What skills the new teacher has and what equipment is available is pretty important to know. I have been teaching jewelry for about 5 years and have slowly accumulated tools and equipment. The first year I scrownged all over--I found a metal recycle place and bought copper and whatever they had. Metal prices have gone off the charts so I usually have the kids learn stuff with nickle and copper. When I pull out silver it's the end of the year and they have some skills. I organize my class by what I consider sort of linear progression of skills I want them to know: sawing, annealing, stamping, soldering, sweat soldering, bezels. I make up assignments based on the skills, so a first assignment would be to saw out a shape with a negative space design within in that is sawed out, then stamp, drill a hole, make a jump ring and hook and eye closure and learn to polish.
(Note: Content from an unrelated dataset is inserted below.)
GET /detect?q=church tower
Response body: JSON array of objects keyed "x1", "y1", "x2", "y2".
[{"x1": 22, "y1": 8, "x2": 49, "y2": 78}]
My problem is that I only have one torch so I usually have several assignments running at the same time, like make clay beads-fire-glaze-re
fire string with beading wire--or ideas that I have gotten on this list, like make a shrinky book that is a necklace or make a small pot and then cover with wax and bead a la Huichols. Those work as fillers to keep everyone busy. Spend time looking at jewelry mags like Jewelry Artist. They have wonderful ideas and explain lots of projects and techniques. When your person gets there, I would be happy to help them out. Sid
>>> "Pam Wellington" <email@example.com> 08/11/07 7:07 AM >>>
My high school is starting a new jewelry class. The teacher who was going to
teach it, and had extensive experience, is no longer working here and a
brand new teacher straight out of college will be teaching it. She has no
experience. Does anyone have an outline for a high school jewelry course?
Lesson ideas? It will be traditional jewelry making metal working
techniques. Any help or suggestions are welcome. I taught it over 10 years
ago so I know a bit but am rusty in my skills.